O Futuro dos Profissionais na Saúde Animal
Ferramentas de IA são relativamente recentes na Medicina Veterinária e na Zootecnia, e ainda não há uma resolução específica do Conselho Federal de Medicina Veterinária (CFMV) sobre o uso e os limites dessa tecnologia. No entanto é importante ressaltar que ela não substitui o papel essencial do profissional, nem o isenta de responsabilidade.
O médico-veterinário e pesquisador Stelio Pacca alerta: “A IA, como todas as tecnologias, tem o lado positivo e negativo. Como a IA é alimentada pelos seres humanos, ela é uma compiladora de informações também sujeita a erros, daí a necessidade do espírito crítico do usuário”.
Ao contrário das pessoas, sistemas de IA não tomam decisões por conta própria.
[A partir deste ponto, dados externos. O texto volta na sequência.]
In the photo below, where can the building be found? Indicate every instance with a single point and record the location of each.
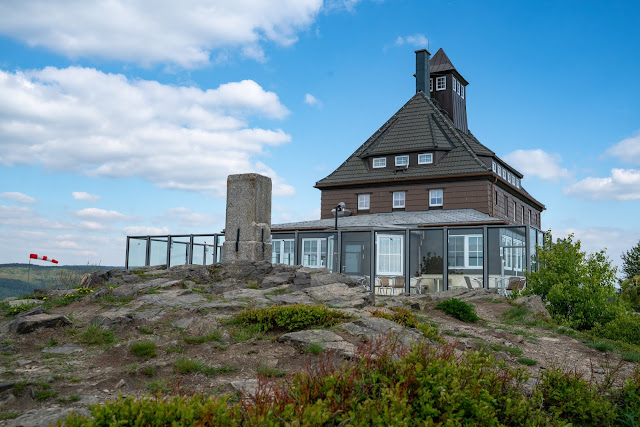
(421, 206)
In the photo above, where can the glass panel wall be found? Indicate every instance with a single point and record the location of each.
(426, 261)
(465, 258)
(219, 242)
(283, 248)
(203, 249)
(356, 255)
(137, 252)
(180, 247)
(158, 250)
(507, 262)
(319, 250)
(389, 263)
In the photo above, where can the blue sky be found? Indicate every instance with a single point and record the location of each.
(124, 118)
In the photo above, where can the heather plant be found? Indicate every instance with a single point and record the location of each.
(459, 309)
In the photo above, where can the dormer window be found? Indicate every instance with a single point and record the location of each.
(425, 159)
(402, 160)
(380, 162)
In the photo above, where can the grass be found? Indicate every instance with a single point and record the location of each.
(527, 361)
(93, 335)
(269, 372)
(211, 336)
(314, 348)
(185, 365)
(144, 349)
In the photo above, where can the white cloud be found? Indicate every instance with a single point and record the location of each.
(150, 32)
(623, 184)
(627, 150)
(18, 197)
(85, 121)
(141, 230)
(538, 163)
(100, 215)
(310, 99)
(81, 195)
(416, 40)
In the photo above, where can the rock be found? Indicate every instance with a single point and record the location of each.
(112, 318)
(63, 349)
(20, 302)
(327, 339)
(341, 295)
(535, 305)
(374, 327)
(24, 325)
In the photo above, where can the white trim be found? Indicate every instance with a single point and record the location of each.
(428, 161)
(402, 163)
(401, 199)
(436, 195)
(395, 241)
(364, 202)
(382, 160)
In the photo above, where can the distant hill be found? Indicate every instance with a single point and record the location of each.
(19, 279)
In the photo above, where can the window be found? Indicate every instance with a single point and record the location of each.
(398, 199)
(389, 254)
(363, 202)
(435, 197)
(282, 252)
(425, 159)
(314, 253)
(402, 160)
(465, 251)
(380, 162)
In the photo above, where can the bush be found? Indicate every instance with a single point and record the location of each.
(625, 327)
(459, 309)
(144, 349)
(291, 317)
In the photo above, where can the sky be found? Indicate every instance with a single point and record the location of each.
(125, 117)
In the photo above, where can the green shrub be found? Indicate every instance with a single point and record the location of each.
(625, 327)
(291, 317)
(459, 309)
(406, 318)
(571, 398)
(144, 349)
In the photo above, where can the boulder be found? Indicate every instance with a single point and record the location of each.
(24, 325)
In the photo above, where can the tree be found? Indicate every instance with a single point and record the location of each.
(631, 262)
(579, 287)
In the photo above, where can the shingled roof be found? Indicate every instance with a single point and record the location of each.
(418, 126)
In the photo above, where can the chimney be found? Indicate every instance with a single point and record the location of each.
(422, 71)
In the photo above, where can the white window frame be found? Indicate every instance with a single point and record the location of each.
(426, 161)
(465, 249)
(280, 252)
(402, 160)
(364, 202)
(399, 199)
(394, 241)
(307, 255)
(436, 195)
(381, 162)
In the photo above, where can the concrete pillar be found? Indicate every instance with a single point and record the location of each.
(248, 223)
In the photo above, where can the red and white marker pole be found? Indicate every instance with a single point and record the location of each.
(40, 257)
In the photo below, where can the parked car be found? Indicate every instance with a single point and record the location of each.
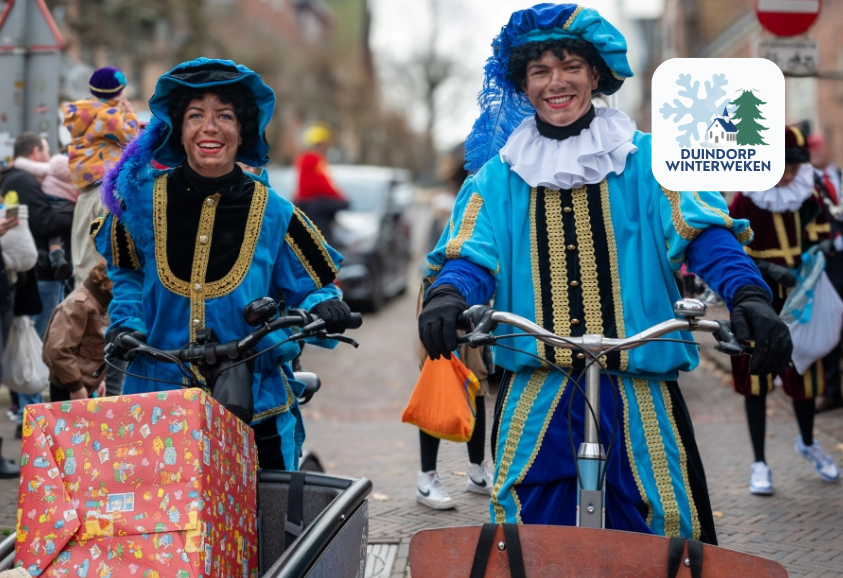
(373, 235)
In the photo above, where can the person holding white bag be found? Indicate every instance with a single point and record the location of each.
(787, 220)
(17, 253)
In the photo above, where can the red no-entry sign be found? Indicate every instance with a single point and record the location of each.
(787, 17)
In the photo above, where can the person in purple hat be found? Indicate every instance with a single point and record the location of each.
(100, 127)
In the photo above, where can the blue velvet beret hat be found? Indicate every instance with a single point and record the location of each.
(502, 105)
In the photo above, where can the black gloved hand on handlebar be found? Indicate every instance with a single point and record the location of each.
(781, 275)
(335, 313)
(112, 334)
(753, 318)
(438, 320)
Eles devem ser encarados como ferramentas complementares, que oferecem insights e otimizam processos, mas não substituem a experiência clínica, o conhecimento técnico ou a sensibilidade humana no cuidado com as pessoas e com os animais.
O professor da Universidade do Oeste de Santa Catarina (Unoesc), Alan Miranda Prestes, reforça essa perspectiva. “A IA deve ser vista como uma ferramenta, ou seja, um meio e não um fim. Assim, acredito que a IA não substituirá completamente o trabalho humano, mas será um grande suporte na tomada de decisões e no aumento da eficiência dos processos”, conclui.